Three weeks after spring break, Miami Beach announced it would declare a “state of emergency” and impose new crowd control restrictions after two shootings on Ocean Drive shattered the relative calm in South Beach during the month-long holiday period.
Details were not released Monday, but city leaders and police officials will address the public at a press conference in the afternoon.
The announcement comes as Miami Beach’s new approach to dealing with massive and sometimes rowdy crowds seemed to be having the desired effect: the fights on street corners and confrontations with prepared cops that lit up social media and embarrassed city leaders in recent years. years, have mostly been absent.
Last year, the city imposed an 8 p.m. curfew and closed its major roadways in the city.
So this spring break, there have been a few shootings, but no fatalities and no life-threatening injuries. And arrests are down from last year, when more than 100 firearms were confiscated, most this year for petty crimes and misdemeanors.
Some city leaders, business owners and some of the tens of thousands of visitors who have flocked to South Beach this month say — with fingers crossed — that the tension and issues that have plagued the aftermath spring break has so far been kept at bay. But the weekend’s two shootings shook the community and led to conversations about what else could be done to limit violence during spring break.

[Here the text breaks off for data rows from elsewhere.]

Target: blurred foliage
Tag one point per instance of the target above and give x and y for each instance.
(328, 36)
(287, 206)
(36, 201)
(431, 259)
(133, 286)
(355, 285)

“If you take out those two shootings, which of course are major, then it’s improved significantly from 2021,” resident activist Matthew Gultanoff said.
Longtime Ocean Drive owner David Wallack of Mango’s Tropical Cafe agreed spring break had gotten better but said there was a ‘restless crowd’ in town this weekend . He said the police presence in South Beach over the weekend was excellent, but he said the shooting was a symptom of gun culture in America.
“It’s not the companies’ fault, it’s not the police’s fault, it’s nobody’s fault, it’s a cultural phenomenon of the times we live in,” he said. -he declares.
Police have taken to social media to illustrate the dangers they face.
The Miami Beach Fraternal Order of Police posted a 10-second video on Twitter on Sunday that it said showed a dangerous situation, with hundreds of jubilant, dancing spring breakers with lighted phones surrounding and boxing police on a pair of golf carts.
“The video is an excerpt of the crowds and the dangers we face. The officers are EXHAUSTED. The party must end. City officials must take immediate and firm action to keep officers and residents safe,” the Tweet read.
Over the weekend, four Miami Beach police officers were injured in two accidents involving golf carts. In one instance, a Mustang hit a golf cart on Ocean Drive, which was closed to traffic, and three officers were injured. Another was injured on a cart on the beach at Lummus Park. None of them were seriously injured.
“It’s spring break. We have the whole country coming to us. We are the mecca of tourism. We understand that,” said Paul Ozaeta, president of the Miami Beach Fraternal Order of Police. “The point is that ultimately we need [to hire] more cops. Given the cop environment, I’m afraid the officers won’t want to stay here. We are not butlers with badges, we are civil servants.
Ozaeta was referring to a statement last month in which senior police officials announced a more passive approach with visitors, saying police would offer a ‘concierge’ type service than the ‘zero tolerance’ strategy that some leaders and city residents demanded in the past.
In February, with spring break fast approaching, the city that once warned spring break to “Come on vacation, don’t go on probation,” unveiled a less adversarial marketing campaign.
Under pressure from black Miami-Dade leaders who claimed crowds had taken to the streets in recent years because there wasn’t much to do after dark, the city spent $3 million dollars for a series of concerts and other events. He also changed his marketing campaign to “Care for Our City”.
This year’s relative success was shattered just after midnight on Saturday when shots rang out and police found two people dead near Ocean Drive and Eighth Street. A third victim showed up alone at the hospital. Police said the injuries were not life threatening. Then, just after midnight on Sunday, two more people were injured – also not seriously – when gunfire broke out a block from Seventh Street and Ocean.
Police chased and caught a man who they believe threw a 9mm handgun into some shrubbery. The man told police he shot in self-defense. CCTV appeared to support his complaint and Derrick Antonio Mitchell, 19, was only charged with three weapons violations, carrying a concealed firearm, tampering with physical evidence and possession of a modified firearm.
Ozaeta said the biggest problem facing cops on the streets this year is logistics — there just aren’t enough cops, he said, and the city needs to hire more. He realizes that more police probably wouldn’t have stopped the shooting. But he also acknowledges that understaffing sometimes puts officers in more dangerous situations and that there are instances where police will delay arrests if they feel uncomfortable and outnumbered.
“It creates more dangerous situations,” he said. “We just can’t afford to lose two more guys – even if it just means the paperwork that would keep them off the streets for a few hours. And we can’t handle crowds properly. It’s basically a matter of logistics.